How to approach AI in Design Thinking and for UX research workflows
For Design Thinking
There has been a lot of change in the Design Thinking community with explorations of AI agents to optimize the practitioner’s workflow. Some are utilizing AI for almost every single touchpoint, including interviewing an AI agent in replacement of a human customer, when others are focusing on leveraging it more for proposing interview guides, ideating, and designing products.
While AI has a lot to offer, it is key to take a step back and maintain agency for the designer as a strategist who is in control of the process, protecting the creativity and ethical agency that comes with it, when navigating client projects.

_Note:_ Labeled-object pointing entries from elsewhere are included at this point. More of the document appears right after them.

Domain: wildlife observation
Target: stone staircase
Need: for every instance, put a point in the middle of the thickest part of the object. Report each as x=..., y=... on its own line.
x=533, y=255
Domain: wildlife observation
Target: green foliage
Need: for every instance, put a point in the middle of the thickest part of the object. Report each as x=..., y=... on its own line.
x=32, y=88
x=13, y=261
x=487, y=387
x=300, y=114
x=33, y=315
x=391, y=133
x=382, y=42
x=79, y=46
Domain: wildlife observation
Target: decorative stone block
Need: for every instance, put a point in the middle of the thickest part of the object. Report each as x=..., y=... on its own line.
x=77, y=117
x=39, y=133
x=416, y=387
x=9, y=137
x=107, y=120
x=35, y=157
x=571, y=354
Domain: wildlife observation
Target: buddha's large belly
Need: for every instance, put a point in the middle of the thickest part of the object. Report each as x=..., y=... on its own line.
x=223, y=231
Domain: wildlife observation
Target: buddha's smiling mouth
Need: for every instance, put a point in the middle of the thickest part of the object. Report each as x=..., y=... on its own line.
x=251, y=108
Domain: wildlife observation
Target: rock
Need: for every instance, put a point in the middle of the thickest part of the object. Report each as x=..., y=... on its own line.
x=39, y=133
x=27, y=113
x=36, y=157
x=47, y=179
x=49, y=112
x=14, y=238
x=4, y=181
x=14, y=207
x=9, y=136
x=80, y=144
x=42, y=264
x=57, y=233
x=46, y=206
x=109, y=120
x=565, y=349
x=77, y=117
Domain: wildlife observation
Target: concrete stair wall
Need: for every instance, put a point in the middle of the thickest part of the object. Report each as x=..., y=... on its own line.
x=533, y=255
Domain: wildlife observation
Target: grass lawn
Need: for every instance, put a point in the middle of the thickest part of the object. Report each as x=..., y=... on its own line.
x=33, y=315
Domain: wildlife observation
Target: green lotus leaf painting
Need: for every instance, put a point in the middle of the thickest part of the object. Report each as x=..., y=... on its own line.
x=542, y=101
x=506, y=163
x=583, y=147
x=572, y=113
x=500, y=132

AT RZD, we believe, that AI is best suited as a tool that follows an order that follows a strategic thinking process.
For UX Research
UX Researchers used to spend lots of time sifting through large amounts of data, coding them, and extracting meaningful insights from large research studies to translate to meaningful UX design ideas. What took a whole week can now be automated in a few clicks. However, when some are treating AI as a human and if AI is trusted blindly, the level of risk increases.
UX directors from Hyatt and JP Morgan who explored the shifting role of UX Researchers in the age in a talk with Smart Design in December 2025, highlighted the fact that while AI is now supporting us in research synthesis, we should still attend to it with a risk-averse mindset.
Their take on ai influencing research workflows include these takeaways:
⌛ Efficiency vs Time:
The euphoric moment of uncovering insights is still a human delight for researchers (L2, L3 insights). There is importance and hope in ai not taking that away.
✳️ Low Risk x High Complexity = Can be automated.
This framework that is used at JP Morgan can help researchers become better and faster.
🪵 For emerging researchers, going into 2026, it will be key to:
Practice storytelling, learn the language of the business, and be heavily invested in the craft: Digging deep into the insights provided by ai and taking them to a more nuanced level.
🚪 About widening the access to data across departments:
Researchers have to remain the gatekeepers. Cognitive bias may show up more in other roles. But researchers are aware and skilled at getting to interesting data while staying neutral.
🦹♂️ Researchers should be careful not to:
Adopt the stories of synthetic users. The assumption that they would think like humans is not right. It can be a huge risk even if just 10% of the issues are not found.